In October of 2009, Corporate Financing Week in the article ’Prudential Sale Heralds Sea Change In S. Korean Financial Sector‘ took a closer look at the ramifications of the Prudential sale -

Standing alone, the announcement that Prudential is mulling the sale of its investment and fund management units in South Korea represents nothing more than an international firm shedding its non-core assets in the wake of an economic downturn.

However, upon digging a little deeper, it seems the move by the US’s second biggest life insurer is just the tip of the iceberg; lifting the lid on a glut of potential deals in the pipeline. It seems the South Korean financial sector is starting to resemble something of an auction house.

So, why is the firm selling off its profitable businesses in the country’s $300USbn per annum asset management sector?

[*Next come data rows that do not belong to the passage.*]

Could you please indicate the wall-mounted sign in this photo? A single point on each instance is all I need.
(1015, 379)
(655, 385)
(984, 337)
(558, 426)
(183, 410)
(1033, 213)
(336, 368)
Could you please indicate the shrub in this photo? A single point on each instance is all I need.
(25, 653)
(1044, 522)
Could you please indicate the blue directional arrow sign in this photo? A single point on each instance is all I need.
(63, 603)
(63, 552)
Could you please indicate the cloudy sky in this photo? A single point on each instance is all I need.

Well, a new capital market law brought into effect in February gave brokerage companies a larger scope for their operations, allowing banks and securities firms to engage in each other’s businesses.

This financial deregulation has made securities companies more attractive for financial and non-financial companies alike, and furthermore it has given way to a wave of new entrants into the sector, creating an arena where more than 100 firms now compete.

… the impending sale of Seoul-based Prudential Investment & Securities and Prudential Asset Management, is expected to help fuel M&A activity in the local brokerage sector. Industrial majors are busy seeking out opportunities to either enter or strengthen their presence in the financial industry in a move which is set to restructure South Korea’s financial landscape.